A web of collagen fibers and fluid, fascia takes myriad shapes, textures, densities and forms depending on what's needed of it—and while it takes on different names in different places, its power lies in its total continuity and in how it gives shape and structure to the body at every level (Dr. Rolf called it "the organ of form" because of its unity and its function.)
For example, fascia can be thin enough to wrap individual muscle cells (endomysium), as well as entire muscles (epimysium), giving them their characteristic shapes. And where all those wrappings join at the end of a muscle, we call it a tendon. From there it penetrates and wraps bone (endosteum and periosteum) and connects to another bone as a ligament. On and on it goes, in varying textures, density and strength, forming a web that structures and shapes the entire body.
And this web is constantly changing. At every moment, it is being reinforced, broken down, re-woven to reflect the forces it encounters—shifting body weight, the tension of leaning over a computer keyboard, the pressures and pulls of running on pavement, the release of a good night's sleep, or the work of a Rolfer's hands.

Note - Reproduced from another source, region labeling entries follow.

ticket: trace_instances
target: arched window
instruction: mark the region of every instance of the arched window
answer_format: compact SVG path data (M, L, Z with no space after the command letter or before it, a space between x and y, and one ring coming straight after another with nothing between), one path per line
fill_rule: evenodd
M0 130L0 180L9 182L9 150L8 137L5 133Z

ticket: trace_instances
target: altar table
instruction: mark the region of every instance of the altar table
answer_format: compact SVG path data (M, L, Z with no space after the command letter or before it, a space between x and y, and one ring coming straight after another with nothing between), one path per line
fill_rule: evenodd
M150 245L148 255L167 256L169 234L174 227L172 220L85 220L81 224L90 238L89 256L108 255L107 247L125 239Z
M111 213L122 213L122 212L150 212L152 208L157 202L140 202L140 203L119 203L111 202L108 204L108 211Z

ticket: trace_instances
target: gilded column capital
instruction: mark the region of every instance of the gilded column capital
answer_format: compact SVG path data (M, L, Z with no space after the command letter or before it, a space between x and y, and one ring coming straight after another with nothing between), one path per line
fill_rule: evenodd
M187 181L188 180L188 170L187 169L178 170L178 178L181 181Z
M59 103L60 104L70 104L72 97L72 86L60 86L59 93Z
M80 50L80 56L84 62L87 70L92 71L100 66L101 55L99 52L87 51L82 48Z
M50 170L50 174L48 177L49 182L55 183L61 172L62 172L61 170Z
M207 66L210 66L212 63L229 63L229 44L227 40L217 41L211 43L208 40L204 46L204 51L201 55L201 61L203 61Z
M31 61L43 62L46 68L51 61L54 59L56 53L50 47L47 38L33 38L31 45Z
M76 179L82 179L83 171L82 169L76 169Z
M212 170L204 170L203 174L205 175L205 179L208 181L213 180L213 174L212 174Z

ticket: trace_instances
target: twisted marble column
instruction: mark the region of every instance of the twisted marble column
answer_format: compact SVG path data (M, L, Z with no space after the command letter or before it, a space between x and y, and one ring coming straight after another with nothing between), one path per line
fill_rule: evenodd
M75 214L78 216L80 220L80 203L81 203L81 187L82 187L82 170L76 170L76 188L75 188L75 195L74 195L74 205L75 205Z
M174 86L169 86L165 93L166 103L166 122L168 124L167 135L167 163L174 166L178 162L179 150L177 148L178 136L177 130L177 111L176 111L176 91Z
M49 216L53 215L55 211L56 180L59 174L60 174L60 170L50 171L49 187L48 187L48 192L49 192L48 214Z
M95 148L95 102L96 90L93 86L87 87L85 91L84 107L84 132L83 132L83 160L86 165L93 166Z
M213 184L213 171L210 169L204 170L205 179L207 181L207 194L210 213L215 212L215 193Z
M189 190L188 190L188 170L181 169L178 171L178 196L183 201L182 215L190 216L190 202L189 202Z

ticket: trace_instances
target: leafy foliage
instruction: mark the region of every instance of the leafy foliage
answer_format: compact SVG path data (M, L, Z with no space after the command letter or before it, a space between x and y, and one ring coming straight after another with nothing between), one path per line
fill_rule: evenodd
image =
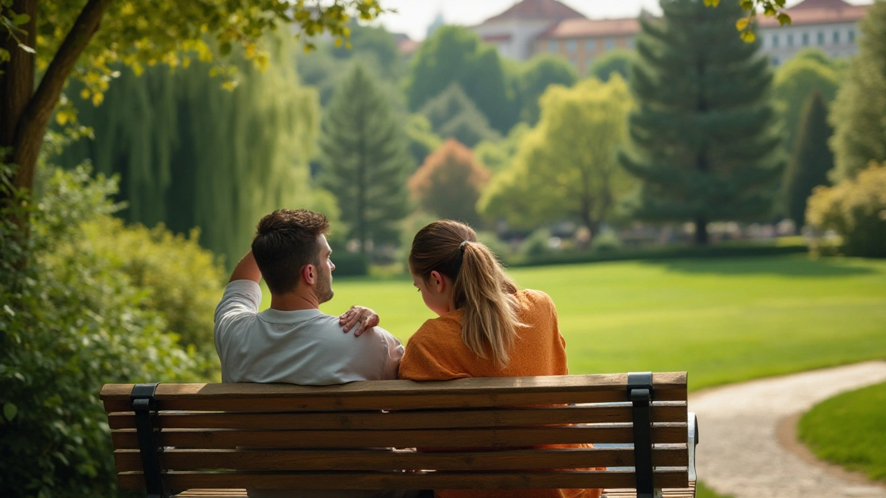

Playing off each other in an endless loop, tissue and movement (structure and function) are intimately linked. The history of a person's body—the habits of movement, growth patterns, positive experiences, skills, injuries, etc.—have their corresponding effects on the body-wide connective tissue web of fascia. And in turn, that web shapes how joints and muscles are able to shift and move, how bones are positioned, how gravity passes through the body.
Change the shape and quality of fascia throughout the body, and you've changed the possibilities for how that body organizes itself. Rolfers work directly with the fascia to bring about integration— but nothing is truly integrated without the brain being involved.